Martin Mokrejs wrote:
> Martin Mokrejs wrote:
>> Hi,
>>    I am in the process of conversion to the new XML parsing code written by Bow.
>> So far, I have deciphered the following replacement strings (somewhat written in sed(1) format):
>>
>>
>> /hsp.identities/hsp.ident_num/
>> /hsp.score/hsp.bitscore/
>> /hsp.expect/hsp.evalue/
>> /hsp.bits/hsp.bitscore/
>> /hsp.gaps/hsp.gap_num/
>> /hsp.bits/hsp.bitscore_raw/
> 
> Aside from the fact I pasted twice the _hsp.bits line, my guess was wrong.
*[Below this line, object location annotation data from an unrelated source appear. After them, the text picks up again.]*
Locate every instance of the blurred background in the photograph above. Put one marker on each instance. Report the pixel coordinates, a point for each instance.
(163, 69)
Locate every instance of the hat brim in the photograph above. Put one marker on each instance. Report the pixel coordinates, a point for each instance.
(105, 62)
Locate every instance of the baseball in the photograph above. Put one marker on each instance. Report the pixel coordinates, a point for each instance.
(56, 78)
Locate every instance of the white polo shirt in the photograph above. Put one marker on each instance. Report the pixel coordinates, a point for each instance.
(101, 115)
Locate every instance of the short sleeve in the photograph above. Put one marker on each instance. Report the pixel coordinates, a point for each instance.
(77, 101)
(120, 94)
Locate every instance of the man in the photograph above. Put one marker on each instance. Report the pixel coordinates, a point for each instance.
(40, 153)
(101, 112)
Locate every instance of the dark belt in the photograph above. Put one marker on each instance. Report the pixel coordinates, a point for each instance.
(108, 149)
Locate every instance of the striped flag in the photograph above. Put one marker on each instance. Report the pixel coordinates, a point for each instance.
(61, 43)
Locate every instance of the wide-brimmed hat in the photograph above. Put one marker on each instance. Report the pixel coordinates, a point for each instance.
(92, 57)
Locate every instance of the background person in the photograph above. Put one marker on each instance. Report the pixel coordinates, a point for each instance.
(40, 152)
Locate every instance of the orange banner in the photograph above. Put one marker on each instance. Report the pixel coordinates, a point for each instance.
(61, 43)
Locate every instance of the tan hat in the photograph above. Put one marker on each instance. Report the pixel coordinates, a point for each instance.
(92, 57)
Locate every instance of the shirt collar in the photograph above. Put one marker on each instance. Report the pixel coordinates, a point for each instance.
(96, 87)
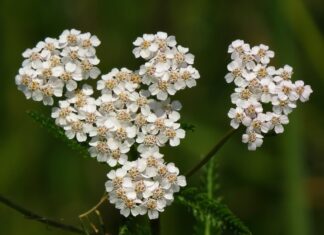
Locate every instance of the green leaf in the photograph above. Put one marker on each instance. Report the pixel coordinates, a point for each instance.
(203, 207)
(131, 226)
(58, 132)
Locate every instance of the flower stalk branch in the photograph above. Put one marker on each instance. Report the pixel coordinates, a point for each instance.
(33, 216)
(93, 209)
(212, 152)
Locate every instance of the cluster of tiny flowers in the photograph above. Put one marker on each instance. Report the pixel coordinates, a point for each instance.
(168, 68)
(57, 63)
(133, 110)
(145, 185)
(259, 85)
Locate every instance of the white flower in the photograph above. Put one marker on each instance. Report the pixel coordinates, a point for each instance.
(188, 77)
(162, 89)
(164, 41)
(238, 116)
(259, 124)
(268, 89)
(64, 114)
(145, 46)
(180, 57)
(54, 87)
(262, 53)
(282, 106)
(69, 38)
(78, 129)
(238, 48)
(284, 73)
(277, 121)
(235, 73)
(88, 43)
(173, 135)
(109, 151)
(134, 191)
(253, 139)
(303, 91)
(286, 90)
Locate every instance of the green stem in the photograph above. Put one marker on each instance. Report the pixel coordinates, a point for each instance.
(212, 152)
(155, 226)
(33, 216)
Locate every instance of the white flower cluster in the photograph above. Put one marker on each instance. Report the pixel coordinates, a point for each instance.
(259, 85)
(57, 63)
(145, 185)
(134, 110)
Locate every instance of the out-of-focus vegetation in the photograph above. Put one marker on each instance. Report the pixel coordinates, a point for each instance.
(279, 189)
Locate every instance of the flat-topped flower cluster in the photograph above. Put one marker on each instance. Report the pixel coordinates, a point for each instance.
(133, 110)
(259, 85)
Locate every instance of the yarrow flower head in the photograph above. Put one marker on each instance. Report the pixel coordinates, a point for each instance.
(257, 85)
(134, 108)
(144, 186)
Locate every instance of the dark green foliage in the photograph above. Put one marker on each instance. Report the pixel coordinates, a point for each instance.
(132, 227)
(49, 124)
(203, 207)
(187, 126)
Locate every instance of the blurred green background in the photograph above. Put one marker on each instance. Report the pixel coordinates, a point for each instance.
(279, 189)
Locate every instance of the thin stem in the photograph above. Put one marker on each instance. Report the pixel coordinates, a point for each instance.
(33, 216)
(155, 226)
(212, 152)
(102, 200)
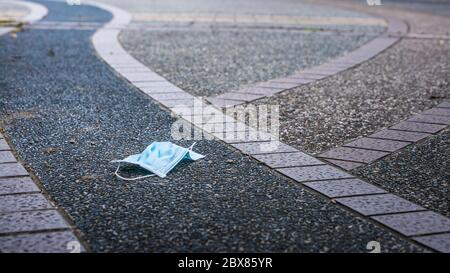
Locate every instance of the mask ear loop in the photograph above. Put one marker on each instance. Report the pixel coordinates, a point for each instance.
(192, 146)
(130, 179)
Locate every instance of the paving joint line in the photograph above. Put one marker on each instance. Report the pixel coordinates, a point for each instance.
(396, 29)
(107, 37)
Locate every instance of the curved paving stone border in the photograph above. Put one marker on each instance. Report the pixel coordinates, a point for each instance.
(368, 149)
(29, 222)
(37, 12)
(395, 30)
(400, 215)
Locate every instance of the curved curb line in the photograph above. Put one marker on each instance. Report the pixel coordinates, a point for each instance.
(404, 218)
(37, 12)
(366, 150)
(395, 30)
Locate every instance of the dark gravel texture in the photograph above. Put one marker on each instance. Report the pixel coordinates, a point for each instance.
(217, 59)
(72, 102)
(284, 7)
(406, 79)
(419, 173)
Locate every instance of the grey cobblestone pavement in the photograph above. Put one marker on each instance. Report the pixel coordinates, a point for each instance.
(209, 58)
(67, 128)
(218, 59)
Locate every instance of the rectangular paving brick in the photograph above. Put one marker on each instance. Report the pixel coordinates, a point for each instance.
(17, 185)
(254, 148)
(308, 76)
(171, 96)
(3, 145)
(418, 127)
(377, 144)
(239, 96)
(344, 187)
(431, 119)
(31, 221)
(378, 204)
(257, 90)
(289, 80)
(12, 169)
(353, 154)
(46, 242)
(154, 84)
(278, 85)
(438, 242)
(161, 90)
(445, 104)
(416, 223)
(346, 165)
(23, 202)
(7, 157)
(437, 112)
(314, 173)
(225, 103)
(400, 135)
(288, 160)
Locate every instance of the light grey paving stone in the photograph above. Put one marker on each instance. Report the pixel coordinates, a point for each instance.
(47, 242)
(344, 187)
(171, 96)
(415, 223)
(239, 96)
(309, 76)
(288, 80)
(445, 104)
(431, 119)
(23, 202)
(238, 138)
(400, 135)
(288, 160)
(31, 221)
(437, 112)
(12, 169)
(346, 165)
(418, 127)
(155, 84)
(438, 242)
(301, 80)
(17, 185)
(377, 144)
(278, 85)
(353, 154)
(314, 173)
(254, 148)
(161, 90)
(225, 103)
(178, 102)
(7, 157)
(378, 204)
(3, 145)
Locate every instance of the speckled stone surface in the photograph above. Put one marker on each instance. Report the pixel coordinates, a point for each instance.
(24, 221)
(379, 93)
(209, 205)
(419, 173)
(49, 242)
(215, 60)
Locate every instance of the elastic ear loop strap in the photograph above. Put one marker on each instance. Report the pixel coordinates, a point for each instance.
(141, 177)
(130, 179)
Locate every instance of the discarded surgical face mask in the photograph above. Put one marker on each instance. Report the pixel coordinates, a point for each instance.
(159, 158)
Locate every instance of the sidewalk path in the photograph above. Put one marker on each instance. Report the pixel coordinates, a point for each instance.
(67, 115)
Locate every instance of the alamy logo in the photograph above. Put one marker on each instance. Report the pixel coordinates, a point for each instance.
(373, 2)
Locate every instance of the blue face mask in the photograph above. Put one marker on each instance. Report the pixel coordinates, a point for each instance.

The code works now but needed the following changes from NCBIXML to SearchIO names:
> 
> /_hsp.score/_hsp.bitscore_raw/
> /_hsp.bits/_hsp.bitscore/
> 
> 
>> /hsp.positives/hsp.pos_num/
>> /hsp.sbjct_start/hsp.hit_start/
>> /hsp.sbjct_end/hsp.hit_end/
>> # hsp.query_start # no change from NCBIXML
>> # hsp.query_end # no change from NCBIXML
>> /record.query.split()[0]/record.id/
>> /alignment.hit_def.split(' ')[0]/alignment.hit_id/
>> /record.alignments/record.hits/
>>
>> /hsp.align_length/hsp.aln_span/ # I hope these do the same as with NCBIXML (don't remember whether the counts include minus signs of the alignment or not)
>>
>>
>>
>>
>> Now I am uncertain. There used to be hsp.sbjct_length and alignment.length. I think the former length was including the minus sign for gaps while the latter is just the real length of the query sequence.
>>
>> Nevertheless, what did alignment.length transform into? Into len(hsp.query_all)? I don't think hsp.query_span but who knows. ;)
> 
> 
> Answering myself:
> 
> /alignment.hit_id/alignment.id/
> /alignment.length/_record.hits[0].seq_len/
> 
> 
> Other changes:
> 
> _hsp.sbjct/_hsp.hit.seq.tostring() # aligned sequence including dashes [ATGCNatgcn-]
> _hsp.query/_hsp.query.seq.tostring() # aligned sequence including dashes [ATGCNatgcn-]
> _hsp.match/_hsp.aln_annotation['homology']/ # e.g. '||||||||||||||||||||||||||||||||||| |||||||||| |   ||| ||   ||||||| |||||'
> 
> I think the dictionary key should have been better named "similarity".
> 
> 
> 
> The strand does not translate simply to SearchIO, one needs to do:
> /_hsp.strand/(_hsp.query_strand, _hsp.hit_strand)/ # the tuple will be e.g. (1, 1) while I think it used to be under NCBIXML as either ('Plus', 'Plus'), ('Plus, 'Minus'), (None, None), etc.
> 
> 
> 
>>
>>
>>
>> Meanwhile I see my biopython-1.62 doesn't understand hsp.gap_num, looks that has been added to SearchIO in 1.63. so, that's all from me now until I upgrade. ;)
> 
> I got around with try/except although it is more expensive than previously sufficient if/else tests:
> 
>         # undo the off-by-one change in SearchIO and transform back to real-life numbers
>         _hit_start = _hsp.hit_start + 1
>         _query_start = _hsp.query_start + 1
> 
>         try:
>             _ident_num = _hsp.ident_num
>         except:
>             _ident_num = 0
> 
>         try:
>             _pos_num = _hsp.pos_num
>         except:
>             _pos_num = 0
> 
>         try:
>             _gap_num = _hsp.gap_num
>         except:
>             # calculate gaps count missing sometimes in legacy blast XML output
>             # see also https://redmine.open-bio.org/issues/3363 saying that also _multimer_hsp_identities and _multimer_hsp_positives are affected
>             _gap_num = _hsp.aln_span - _ident_num
> 
> 
> 
> 
> 
> 
> So far I can conclude, that by transition from NCBIXML to SearchIO I got 30% wallclock speedup, but the most important will be for me whether it will save me memory used for parsing of huge XML files (>100GB uncompressed) . That I don't know yet, am still testing.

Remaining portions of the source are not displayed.